> Applied Deep Learning w/ PyImageSearch

March 25, 2021


Project Information
PyImageSearch (Applied Deep Learning)


  • Finished Deep Learning for Computer Vision with Python (Starter + Practitioner) by Adrian Rosebrock

Project Links

Useful Links


I worked through this book mainly to get some experience developing tangible examples of applied machine learning techniques, as well as to better understand how to preprocess data and tune parameters. I've already taken many classes that introduced the theoretical concepts of machine learning/AI, but I always felt very lacking in the applied realm, so this course was a great opportunity to close that learning gap.

Scripted in Python. Models created via Keras.

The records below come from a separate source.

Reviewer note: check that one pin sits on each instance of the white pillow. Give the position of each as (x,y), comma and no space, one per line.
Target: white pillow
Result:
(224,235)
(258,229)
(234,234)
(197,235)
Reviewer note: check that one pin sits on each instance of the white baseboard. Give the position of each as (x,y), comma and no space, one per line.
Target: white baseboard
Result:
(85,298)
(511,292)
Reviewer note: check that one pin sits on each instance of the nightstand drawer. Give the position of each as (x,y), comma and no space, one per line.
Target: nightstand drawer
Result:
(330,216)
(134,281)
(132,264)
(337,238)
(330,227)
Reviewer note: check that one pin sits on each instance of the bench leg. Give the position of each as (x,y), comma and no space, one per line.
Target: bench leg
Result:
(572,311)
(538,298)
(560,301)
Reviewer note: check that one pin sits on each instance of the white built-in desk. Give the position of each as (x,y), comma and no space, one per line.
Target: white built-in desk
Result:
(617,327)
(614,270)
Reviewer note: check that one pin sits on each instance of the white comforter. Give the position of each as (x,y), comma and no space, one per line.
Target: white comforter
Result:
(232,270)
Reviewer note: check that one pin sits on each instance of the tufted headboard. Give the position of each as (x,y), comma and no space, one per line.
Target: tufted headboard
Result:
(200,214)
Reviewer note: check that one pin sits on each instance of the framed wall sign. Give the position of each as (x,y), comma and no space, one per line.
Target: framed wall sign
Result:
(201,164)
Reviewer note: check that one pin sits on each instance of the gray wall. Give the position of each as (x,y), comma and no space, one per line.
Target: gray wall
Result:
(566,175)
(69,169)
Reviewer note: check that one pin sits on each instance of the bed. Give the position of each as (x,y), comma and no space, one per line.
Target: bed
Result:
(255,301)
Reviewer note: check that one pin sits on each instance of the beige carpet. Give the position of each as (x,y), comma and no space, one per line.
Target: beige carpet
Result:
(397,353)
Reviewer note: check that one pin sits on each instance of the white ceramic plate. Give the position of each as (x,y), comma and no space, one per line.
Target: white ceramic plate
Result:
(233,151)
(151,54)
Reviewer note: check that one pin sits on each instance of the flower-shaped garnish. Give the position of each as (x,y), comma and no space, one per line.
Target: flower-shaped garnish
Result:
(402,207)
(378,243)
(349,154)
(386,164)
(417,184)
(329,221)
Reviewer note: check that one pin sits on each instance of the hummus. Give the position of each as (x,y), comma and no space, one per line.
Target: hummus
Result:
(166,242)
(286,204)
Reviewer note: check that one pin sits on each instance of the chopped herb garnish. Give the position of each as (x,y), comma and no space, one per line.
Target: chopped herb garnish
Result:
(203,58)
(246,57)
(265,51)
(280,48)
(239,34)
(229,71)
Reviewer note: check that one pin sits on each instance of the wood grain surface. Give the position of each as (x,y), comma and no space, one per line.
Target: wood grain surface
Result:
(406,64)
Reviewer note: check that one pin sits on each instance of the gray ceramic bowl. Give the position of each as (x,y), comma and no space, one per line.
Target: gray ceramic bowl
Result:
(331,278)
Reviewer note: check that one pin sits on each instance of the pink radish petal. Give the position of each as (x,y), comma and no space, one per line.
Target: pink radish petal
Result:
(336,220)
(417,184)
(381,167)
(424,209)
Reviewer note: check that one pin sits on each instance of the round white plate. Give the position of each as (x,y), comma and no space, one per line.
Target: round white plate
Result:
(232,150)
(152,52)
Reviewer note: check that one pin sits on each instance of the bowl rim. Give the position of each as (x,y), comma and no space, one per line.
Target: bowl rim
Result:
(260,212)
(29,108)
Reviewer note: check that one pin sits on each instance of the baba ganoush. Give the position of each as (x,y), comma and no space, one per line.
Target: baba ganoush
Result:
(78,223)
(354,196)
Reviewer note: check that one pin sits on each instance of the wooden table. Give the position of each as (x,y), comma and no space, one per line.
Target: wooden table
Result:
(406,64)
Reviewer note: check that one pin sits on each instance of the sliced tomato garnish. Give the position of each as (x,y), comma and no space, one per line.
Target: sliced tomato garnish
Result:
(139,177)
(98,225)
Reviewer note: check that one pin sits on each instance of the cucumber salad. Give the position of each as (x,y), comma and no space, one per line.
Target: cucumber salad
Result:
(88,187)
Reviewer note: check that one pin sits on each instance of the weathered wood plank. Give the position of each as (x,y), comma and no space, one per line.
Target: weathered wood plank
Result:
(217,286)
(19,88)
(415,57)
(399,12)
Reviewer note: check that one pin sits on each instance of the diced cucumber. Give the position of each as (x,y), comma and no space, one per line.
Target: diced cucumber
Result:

Code executed on Google Colab (using GPU on larger datasets).

Scratch Notes

  1. Since I've encountered most of the topics before already, I only jotted down topics that stood out to me. These notes are NOT detailed nor do they encompass all the topics introduced in the book. I would highly recommend supporting the author and purchasing the book yourself if you are interested in learning more about the content available. I'm including the notes here mostly for personal documentation purposes (readability is not guaranteed). View my very rough scratch notes here (starter) and here (practitioner).
  2. Takeaways (Starter):
    • Use batch normalization (stabilizes loss, but longer training time)
    • Use a training monitor to note when the model starts diverging
    • CONTROL the generalization gap between training and testing loss!
    • Pooling is used for down-sampling; Convolution filters is used for training features.
    • Dropout, low learning rate, regularization = prevent overfitting.
    • Use high learning rate in the beginning to quickly learn "good" weights, and either decay/drop the learning rate towards the end of the NN to prevent overfitting.
    • Activation layer ALWAYS follows a CONV layer (even if it's not specified in the paper's NN diagram)
    • FC's usually only used AT THE END. Need to use CONV in the beginning/middle of the NN to learn local features.
    • Image classification uses cross-entropy/sigmoid activation at the end.
    • Most networks use ReLU nowadays (except for papers written before the ReLU boom, which tended to use sigmoid or tanh)
    • Use larger filters at beginning, and smaller filters at the end.
    • Understand the input/output size calculation between nodes + make sure you preprocess the data correctly.
    • Visualize the system architecture to make sure the network is outputting the dimensions you think it is.
    • Use weight checkpointing and validation loss monitoring to keep track of how your training is going.
    • Use weights from pretrained networks to classifying your data, or to build on top of to increase its training accuracy.
    • Obtaining and labeling a dataset can be half (if not more) of the battle! Try to use traditional CV techniques (ie. opencv) to speed up the labeling process. Oftentimes, the DATA is more important than the NETWORK itself!
    • Keep datasets in the format: /root/classname/image_filename.jpg
  3. Takeaways (Practitioner):
    • Use data augmentation as a form of regularization to preturb image inputs while keeping the same label (esp good for smaller datasets)
    • Rank-1 vs. Rank-5 accuracy. # Ground Truth within Top 1 or 5 / # datapoints
    • Transfer Learning: using a pre-trained model as a "shortcut" to learn patterns in data not originall trained on. Two types: (1) networks as feature extractors, (2) fine tuning
    • Use CNNs as feature extractors - increases accuracy (ie. extract from VGG16, ResNet, etc) when applied to personal networks. Usually better than handwritten networks like SIFT, HOG, etc.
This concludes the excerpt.